Burundians find little refuge in DRC

The eastern region of the Democratic Republic of the Congo is a place of intense contradictions. Driving south from Uvira toward Fizi in the province of South Kivu, the sun sparkles off of the ‘great’ Lake Tangyanika which expands to the east. To the west, the Itombwe mountain range towers above the road in multiple shades of green. It’s clear why many visitors to Eastern Congo refer to it as the Switzerland of Africa.

Unfortunately, the beauty of Congo exists in sharp contrast to the serious insecurity, governance challenges, and humanitarian crises ongoing in several regions of the country. In South Kivu alone, there are dozens of armed groups operating throughout the countryside, many pillaging villages and sometimes clashing with the Congolese army. In 2015, 176,000 people were displaced internally in South Kivu (with new displacement happening every month) and currently, half a million of the province’s residents are food insecure.  Additionally, a potential political crisis could destabilize the region further as President Joseph Kabila considers seeking a third term in violation of the constitution.

It is into this context that over 20,000 Burundian refugees have arrived, fleeing a political crisis in their own country. Following a failed coup d’etat against President Pierre Nkurunziza in May 2015 and his subsequent controversial decision to run for a third term, violence erupted between pro-government and pro-opposition elements. At present, the ruling party and its youth militia wing target and persecute citizens who do not actively support the government. Over the past year, 255,000 Burundians have fled their country, with an untold number displaced internally.

My colleague Michael Boyce and I spent the past week meeting with Burundian refugees in South Kivu. There are around 16,000 Burundians living at the Lusenda refugee site, as well as another 5,000 or more residing with host communities in villages to the north and south of Uvira. Though the numbers might appear small for a refugee crisis, the context is complex and volatile and requires a robust and well-resourced response.

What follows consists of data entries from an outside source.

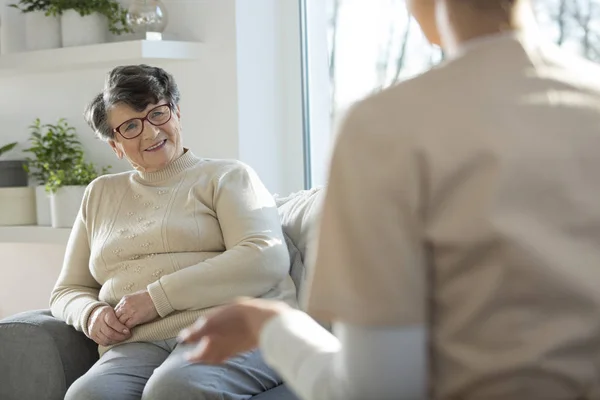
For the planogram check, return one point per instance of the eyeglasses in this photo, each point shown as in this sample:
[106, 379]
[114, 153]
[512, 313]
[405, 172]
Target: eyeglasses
[133, 128]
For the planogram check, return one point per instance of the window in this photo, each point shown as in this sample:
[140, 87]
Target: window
[372, 44]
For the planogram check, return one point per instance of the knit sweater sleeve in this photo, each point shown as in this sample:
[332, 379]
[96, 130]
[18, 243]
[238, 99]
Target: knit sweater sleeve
[75, 294]
[256, 257]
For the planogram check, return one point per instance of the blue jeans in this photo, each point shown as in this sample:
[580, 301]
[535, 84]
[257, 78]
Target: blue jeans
[159, 371]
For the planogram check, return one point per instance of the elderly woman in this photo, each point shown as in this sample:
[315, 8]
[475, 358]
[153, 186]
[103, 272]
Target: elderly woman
[459, 251]
[155, 248]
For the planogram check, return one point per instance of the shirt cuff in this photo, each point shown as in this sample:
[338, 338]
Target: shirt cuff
[159, 298]
[292, 336]
[87, 312]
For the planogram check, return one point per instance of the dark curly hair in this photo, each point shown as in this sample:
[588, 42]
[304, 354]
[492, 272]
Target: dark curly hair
[134, 85]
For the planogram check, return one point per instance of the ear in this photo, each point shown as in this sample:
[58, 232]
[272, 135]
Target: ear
[116, 148]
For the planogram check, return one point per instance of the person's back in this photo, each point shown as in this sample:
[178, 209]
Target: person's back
[509, 196]
[460, 220]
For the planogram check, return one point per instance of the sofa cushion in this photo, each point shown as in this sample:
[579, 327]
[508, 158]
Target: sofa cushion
[298, 213]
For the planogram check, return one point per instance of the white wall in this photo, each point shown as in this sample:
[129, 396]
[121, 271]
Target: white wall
[239, 101]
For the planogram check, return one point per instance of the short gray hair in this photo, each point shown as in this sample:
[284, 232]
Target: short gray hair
[134, 85]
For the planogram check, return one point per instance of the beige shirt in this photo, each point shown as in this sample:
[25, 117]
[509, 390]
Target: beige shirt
[466, 200]
[196, 235]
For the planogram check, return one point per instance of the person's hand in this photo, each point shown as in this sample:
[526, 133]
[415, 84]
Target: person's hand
[231, 330]
[104, 327]
[136, 309]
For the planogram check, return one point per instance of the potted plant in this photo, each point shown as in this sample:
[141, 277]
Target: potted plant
[42, 29]
[17, 199]
[52, 147]
[85, 22]
[66, 188]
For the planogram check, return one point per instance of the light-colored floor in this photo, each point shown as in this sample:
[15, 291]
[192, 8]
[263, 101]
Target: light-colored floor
[27, 274]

At the Lusenda site, refugees have protested the quantity and quality of services provided, such as a meagre $15 a month per person to purchase food provisions. Congolese police, who are not well-trained or well-paid themselves, have responded to these protests by firing live bullets. Nearly every refugee whom we interviewed in Lusenda told us that they were concerned about the behavior of the police and the potential for an escalation of tension.

Inside the two main transit centers where new refugee arrivals are processed and registered before taking up residence at Lusenda, we spoke with numerous refugees who told us that they had spent weeks at the centers with no clear indication about when they might be able to move to the camp. As the sites are meant for only short-term stays there are limited services available, and a prolonged or indefinite stay will only add to the refugees’ anguish.

As noted above, several thousand refugees have decided to live outside of Lusenda camp with host communities. We met with a number of refugee families that had been welcomed into local villages. Unfortunately, though, they were having trouble paying for school and medical fees. One woman, Elizabeth, who fled from Burundi with her nine children, told us that she could only afford to send two of her kids to school. Another women, Abimana, who crossed into DRC with seven grandchildren in her care, can only afford to send one of her kids to school. Yet another woman we met said that she’d been feeling ill for days but could not afford to go to the local health center. When we asked refugees why they didn’t prefer to live in the camp, one refugee mother told us that a camp was no place to raise children, and she was worried that they might face harm there. We also heard from a refugee who said she was waiting for other family members to cross from Burundi and that she didn’t want to go into the camp until they arrived and were united.

Tragically, the challenges of paying school fees and accessing quality medical care are common ones for many Congolese people – not just for the refugees they host. Over the past two decades, persistent conflict has degraded the country’s health and education infrastructure, particularly in the east, and stagnated efforts to rebuild. According the UN’s latest assessment, 16% of South Kivu’s population requires humanitarian aid to survive.   But donor fatigue is clearly setting in. The DRC’s overall Humanitarian Response Plan for 2016 is thus far only 4% funded, and the UN Refugee Agency’s specific appeal for the Burundian refugee response has barely received anything.

With all that the region has suffered through, with the potential for political instability in the future, and with no end in sight to the Burundian crisis, this is no time for donors to forsake Eastern Congo.